Urea Is Both a Carbon and Nitrogen Source for Microcystis aeruginosa: Tracking 13C Incorporation at Bloom pH Conditions

The use of urea as a nitrogenous (N) fertilizer has increased over the past two decades, with urea itself being readily detected at high concentrations in many lakes. Urea has been linked to cyanobacterial blooms as it is a readily assimilated N-source for cyanobacteria that possess the enzyme urease. We tested the hypothesis that urea may also act as a carbon (C) source to supplemental growth requirements during the alkaline conditions created by dense cyanobacterial blooms, when concentrations of dissolved CO2 are vanishingly low. High rates of photosynthesis markedly reduce dissolved CO2 concentrations and drive up pH. This was observed in Lake Erie during the largest bloom on record (2015) over long periods (months) and short periods (days) of time, suggesting blooms experience periods of C limitation on a seasonal and daily basis. We used 13C-urea to demonstrate that axenic cultures of the model toxic cyanobacterium, Microcystis aeruginosa NIES843, assimilated C at varying environmentally relevant pH conditions directly into a spectrum of metabolic pools during urea hydrolysis.

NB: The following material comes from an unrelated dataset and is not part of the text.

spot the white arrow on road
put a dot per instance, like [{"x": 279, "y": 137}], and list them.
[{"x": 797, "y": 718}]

Primarily, 13C from urea was assimilated into central carbon metabolism and amino acid biosynthesis pathways, including those important for the production of the hepatotoxin, microcystin, and incorporation into these pathways was at a higher percent during growth at higher pH. This corresponded to increased growth rates on urea as the sole N source with increasing pH. We propose this ability to incorporate C from urea represents yet another competitive advantage for this cyanobacterium during dense algal blooms.